Lazzara R R, Cmolik B E, Trumble D R, Pennock B E, Magovern J A

机构信息

Allegheny-Singer Research Institute, Pittsburgh.

出版信息

Chest. 1994 Jul;106(1):257-61. doi: 10.1378/chest.106.1.257.

Abstract

Survival from reversible forms of severe pulmonary insufficiency remains dismal despite the development of artificial oxygenators. We hypothesized that an intraabdominal heterotopic lung could help maintain adequate oxygenation during acute pulmonary insufficiency. Five mongrel dogs underwent an acute heterotopic lung transplant (HLT). The left atrial cuff was anastomosed to the inferior vena cava, and the left pulmonary artery was anastomosed to the abdominal aorta. The trachea was exteriorized, intubated, and ventilated with a volume-controlled ventilator. Ventilation to the native lungs was discontinued. The heterotopic lung was then ventilated at a rate of 20/min, tidal volume of 15 ml/kg, and inspired concentration (FIO2) of 50 percent. Partial pressure of oxygen (PO2) and mixed venous oxygen saturation (SvO2) were maintained at 53 +/- 5.2 mm Hg and 71 +/- 12 percent, respectively. Flow through the HLT was approximately 20 percent of the systemic cardiac output and did not vary with changes in FIO2, respiratory rate, or positive end-expiratory pressure (PEEP).
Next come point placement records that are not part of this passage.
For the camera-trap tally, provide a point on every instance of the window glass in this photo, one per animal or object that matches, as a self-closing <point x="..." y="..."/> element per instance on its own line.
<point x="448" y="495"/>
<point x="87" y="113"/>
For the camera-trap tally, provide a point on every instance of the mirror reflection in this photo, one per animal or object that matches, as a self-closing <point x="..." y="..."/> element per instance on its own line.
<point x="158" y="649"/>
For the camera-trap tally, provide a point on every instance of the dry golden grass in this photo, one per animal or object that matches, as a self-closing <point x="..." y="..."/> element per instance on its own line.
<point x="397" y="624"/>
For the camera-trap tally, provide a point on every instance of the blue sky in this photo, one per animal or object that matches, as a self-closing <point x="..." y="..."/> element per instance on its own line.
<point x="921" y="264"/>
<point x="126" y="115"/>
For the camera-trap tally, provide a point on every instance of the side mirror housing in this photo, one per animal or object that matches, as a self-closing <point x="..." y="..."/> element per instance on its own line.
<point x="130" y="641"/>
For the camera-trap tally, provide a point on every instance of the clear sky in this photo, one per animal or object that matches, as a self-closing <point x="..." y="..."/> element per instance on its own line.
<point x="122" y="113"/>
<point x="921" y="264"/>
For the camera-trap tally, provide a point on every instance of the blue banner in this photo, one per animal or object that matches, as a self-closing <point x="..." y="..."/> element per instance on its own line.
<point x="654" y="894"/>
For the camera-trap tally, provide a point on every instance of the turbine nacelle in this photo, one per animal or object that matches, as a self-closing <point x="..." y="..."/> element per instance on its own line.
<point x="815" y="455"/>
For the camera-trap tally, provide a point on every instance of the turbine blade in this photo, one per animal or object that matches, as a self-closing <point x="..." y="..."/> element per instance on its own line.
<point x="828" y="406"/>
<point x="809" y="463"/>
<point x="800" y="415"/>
Four separate animals underwent HLT and were studied 2 to 3 days later. The FIO2 was reduced in the native lungs to 10 percent until SaO2 was less than 90 percent. The HLT was then ventilated at a tidal volume of 300 ml, an FIO2 of 50 percent, and a respiratory rate of 10. Arterial PO2 increased from 62 +/- 4 mm Hg to 75 +/- 2 mm Hg, and SvO2 increased from 75 +/- 2 percent to 82 +/- 3 percent (p < 0.05). Flow through the HLT increased slightly to 27 percent of the systemic cardiac output. We conclude that a HLT can augment oxygenation after induction of moderate hypoxemia, but cannot serve as the sole source for gas exchange because flow through the HLT is limited to less than 30 percent of the cardiac output.